The final offensive position in our look around the system.

Nick Decker
Kelly O’Connor;

Among the weirdest parts of the 2020 season was that we didn’t get any minor-league season, and thus an entire season of development was lost for a whole lot of prospects. A few were able to participate in Pawtucket, but for the most part they were left on their own with just Zoom calls with coaches in the organization. Along with the lost development, players down on the farm have also fallen out of consciousness for some fans. That brings us to this series. Over the next two weeks, as we head into an offseason where the Red Sox may be looking to boost their farm system in some areas and trade out of it in others, we’re going to go position-by-position to reacclimate ourselves with the minor-leaguers all across the organization. Today, we look at the crop of right field.

Top Prospect

Nick Decker

Much like left field, a lot of top right fielders didn’t come up as right field prospects, although that is admittedly more of a thing here than it was in left. That said, while the Red Sox were relatively loaded in yesterday’s look at the center fielders (linked below), the right field crop isn’t quite as exciting. With Decker, though, there is at least some tools on which one can dream. The second round pick was taken after Triston Casas back in 2018, and he possesses a similar, albeit lesser, profile in that he is a power-first, contact-second corner bat out of high school. Decker had a little less polish to him entering the organization having come from a cold weather region in New Jersey.
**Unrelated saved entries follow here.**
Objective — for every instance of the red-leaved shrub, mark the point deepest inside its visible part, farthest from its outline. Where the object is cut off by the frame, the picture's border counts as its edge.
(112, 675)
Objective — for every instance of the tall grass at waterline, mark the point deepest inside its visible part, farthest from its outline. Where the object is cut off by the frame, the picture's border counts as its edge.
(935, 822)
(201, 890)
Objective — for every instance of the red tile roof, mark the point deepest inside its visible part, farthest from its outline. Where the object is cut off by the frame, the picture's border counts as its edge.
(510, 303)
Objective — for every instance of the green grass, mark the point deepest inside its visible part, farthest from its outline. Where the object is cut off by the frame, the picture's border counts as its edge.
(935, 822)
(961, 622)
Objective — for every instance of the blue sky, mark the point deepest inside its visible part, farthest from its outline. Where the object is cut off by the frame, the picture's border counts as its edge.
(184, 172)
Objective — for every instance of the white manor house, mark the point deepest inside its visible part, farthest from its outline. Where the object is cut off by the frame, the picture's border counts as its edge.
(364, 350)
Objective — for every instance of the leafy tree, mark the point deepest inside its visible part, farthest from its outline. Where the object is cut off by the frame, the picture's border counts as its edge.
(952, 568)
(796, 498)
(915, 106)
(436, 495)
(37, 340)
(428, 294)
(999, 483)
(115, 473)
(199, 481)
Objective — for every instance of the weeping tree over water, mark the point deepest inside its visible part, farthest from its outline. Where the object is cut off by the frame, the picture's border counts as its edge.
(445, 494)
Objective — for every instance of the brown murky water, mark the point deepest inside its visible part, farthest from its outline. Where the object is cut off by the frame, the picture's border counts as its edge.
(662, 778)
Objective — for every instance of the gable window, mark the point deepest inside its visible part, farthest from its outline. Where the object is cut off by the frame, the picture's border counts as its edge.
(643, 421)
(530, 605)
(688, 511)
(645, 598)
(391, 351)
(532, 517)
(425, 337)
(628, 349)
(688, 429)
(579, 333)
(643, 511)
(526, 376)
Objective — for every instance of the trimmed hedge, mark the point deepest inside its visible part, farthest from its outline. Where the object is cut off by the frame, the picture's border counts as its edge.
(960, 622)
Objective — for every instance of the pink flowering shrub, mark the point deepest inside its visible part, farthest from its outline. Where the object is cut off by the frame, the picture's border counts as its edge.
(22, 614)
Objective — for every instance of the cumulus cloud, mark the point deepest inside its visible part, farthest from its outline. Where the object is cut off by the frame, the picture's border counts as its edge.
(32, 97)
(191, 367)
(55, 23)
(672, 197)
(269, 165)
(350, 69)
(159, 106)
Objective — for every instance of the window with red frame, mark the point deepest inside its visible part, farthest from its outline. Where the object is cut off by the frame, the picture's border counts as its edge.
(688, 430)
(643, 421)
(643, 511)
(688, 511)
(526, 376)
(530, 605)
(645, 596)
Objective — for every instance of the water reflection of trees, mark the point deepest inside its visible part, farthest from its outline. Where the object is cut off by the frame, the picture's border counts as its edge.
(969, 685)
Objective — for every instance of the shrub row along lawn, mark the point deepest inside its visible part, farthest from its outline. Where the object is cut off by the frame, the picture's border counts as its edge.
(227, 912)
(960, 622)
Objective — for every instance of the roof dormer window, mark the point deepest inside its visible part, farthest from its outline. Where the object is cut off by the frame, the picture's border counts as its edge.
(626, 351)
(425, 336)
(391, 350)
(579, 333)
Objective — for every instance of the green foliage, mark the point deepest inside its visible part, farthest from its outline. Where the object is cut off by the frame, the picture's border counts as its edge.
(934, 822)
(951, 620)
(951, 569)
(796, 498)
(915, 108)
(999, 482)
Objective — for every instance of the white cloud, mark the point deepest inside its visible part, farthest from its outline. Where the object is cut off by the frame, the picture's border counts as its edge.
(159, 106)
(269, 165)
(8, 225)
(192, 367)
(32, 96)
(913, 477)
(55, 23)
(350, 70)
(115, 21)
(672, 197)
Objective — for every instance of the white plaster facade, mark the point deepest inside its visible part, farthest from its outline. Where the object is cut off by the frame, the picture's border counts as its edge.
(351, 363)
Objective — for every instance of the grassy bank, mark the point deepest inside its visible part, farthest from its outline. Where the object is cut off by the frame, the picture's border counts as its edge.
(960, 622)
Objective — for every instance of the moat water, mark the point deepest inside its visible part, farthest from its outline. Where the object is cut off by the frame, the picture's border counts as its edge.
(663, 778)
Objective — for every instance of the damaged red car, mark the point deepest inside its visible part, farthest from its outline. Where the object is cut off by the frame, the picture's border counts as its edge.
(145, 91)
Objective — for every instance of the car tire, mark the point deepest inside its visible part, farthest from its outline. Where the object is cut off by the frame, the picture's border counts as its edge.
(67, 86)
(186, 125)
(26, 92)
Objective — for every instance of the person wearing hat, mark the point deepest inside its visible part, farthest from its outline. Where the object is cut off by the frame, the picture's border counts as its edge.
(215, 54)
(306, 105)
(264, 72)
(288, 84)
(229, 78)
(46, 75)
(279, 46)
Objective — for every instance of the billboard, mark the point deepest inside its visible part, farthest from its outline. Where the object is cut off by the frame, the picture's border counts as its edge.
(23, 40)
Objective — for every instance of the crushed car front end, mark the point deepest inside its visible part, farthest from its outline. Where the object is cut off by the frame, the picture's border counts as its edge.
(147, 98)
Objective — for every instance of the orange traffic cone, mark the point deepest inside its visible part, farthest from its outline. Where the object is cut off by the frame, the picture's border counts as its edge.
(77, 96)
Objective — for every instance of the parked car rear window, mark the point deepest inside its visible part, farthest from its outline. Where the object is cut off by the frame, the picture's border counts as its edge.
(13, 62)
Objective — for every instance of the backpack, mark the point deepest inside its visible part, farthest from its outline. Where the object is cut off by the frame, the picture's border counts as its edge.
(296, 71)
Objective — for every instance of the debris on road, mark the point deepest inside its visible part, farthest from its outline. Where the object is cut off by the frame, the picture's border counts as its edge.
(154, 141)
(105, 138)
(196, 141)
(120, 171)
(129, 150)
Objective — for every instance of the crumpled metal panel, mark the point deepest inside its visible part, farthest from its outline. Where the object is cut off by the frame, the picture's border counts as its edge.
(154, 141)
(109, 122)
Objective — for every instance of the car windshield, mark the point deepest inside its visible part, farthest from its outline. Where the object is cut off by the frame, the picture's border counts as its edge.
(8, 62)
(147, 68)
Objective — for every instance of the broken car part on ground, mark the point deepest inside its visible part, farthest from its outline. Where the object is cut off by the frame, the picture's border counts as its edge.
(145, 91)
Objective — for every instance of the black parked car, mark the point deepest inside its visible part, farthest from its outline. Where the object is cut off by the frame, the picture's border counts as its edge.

Also like Casas, he got hurt early in that first summer with the organization, so he didn’t get a chance to show off in that first year. As a result, 2019 was the first taste of what Decker could really provide. He spent that entire summer at Lowell, and unsurprisingly had an uneven performance. When he was good, it was easy to dream on a future starter. He showed off easy power and enough contact for that power to play in-game. Defensively, he has played a little bit of center, but doesn’t profile there long-term. However, he showed off the range that can play in right field as well as the arm suited for that side of the field as well.

Unfortunately, we also saw the flaws, mostly with his contact. Decker, who just celebrated his 21st birthday earlier this month, has trouble with spin and struggles mightily against opposing southpaws. To be fair, none of this is terribly surprising and since, as mentioned above, he doesn’t come from a baseball hotbed more development is to be expected. The year off certainly doesn’t help someone like this, but 2021 will be a big year. Decker needs to show strides each and every year. More likely than not he’s going to be a power bat off the bench, but it’s far too early to write off the possibility of him reaching his ceiling of a starting outfielder.

Sleeper Prospect

Tyler Esplin

Esplin was drafted a year earlier than Decker, but as a young high schooler at the time he’s actually only a couple months older. And while he’s had more time in the organization, there’s just as much uncertainty with Esplin as the player ahead of him on this list. The former seventh round pick possesses a very similar profile to Decker as well, with his power leading the way and the hit took potentially getting in the way. Defensively, his arm is huge as a former pitcher, but his range may force him to left at some point. That, obviously, would negate that arm a bit.

He spent all of 2019 in Greenville as a 19-year-old, which is nothing to sneeze at, and held his own with a .701 OPS. That was his third season in the organization, though, and he’s yet to really show he can perform consistently. The flashes are there, but the approach needs to improve. If it does, look for him to creep into that Decker zone as a perceived future bench bat.

Others of note

  • Marcus Wilson was placed on the 40-man roster last winter to protect him from the Rule 5 Draft, but didn’t get to participate in the workouts in Pawtucket until the very end of the summer. The return in the deal that sent Blake Swihart to Arizona, Wilson has a ton of athleticism and finally tapped into his power in 2019, but contact issues have the potential to prevent a long career.
  • Darel Belen was not a highly-touted signing out of the Dominican Republic in 2019 and he was signed as a 19-year-old when most players are signed at 16 or 17, but there are things to like. Most notably would be his power, but his athleticism is intriguing as well. He’s someone to watch as he faces more age-appropriate competition than what he saw in the Dominican Summer League in 2019.
  • Eduardo Vaughan got a $550,000 bonus in 2018 and made his professional debut in 2019. The tools are pretty exciting, though he struggled in the DSL that summer and obviously didn’t get to play this year.
  • Nick Longhi is probably not a prospect in the traditional sense, but he can hit for power against righties and could be a key Quad-A depth piece for the next year or two.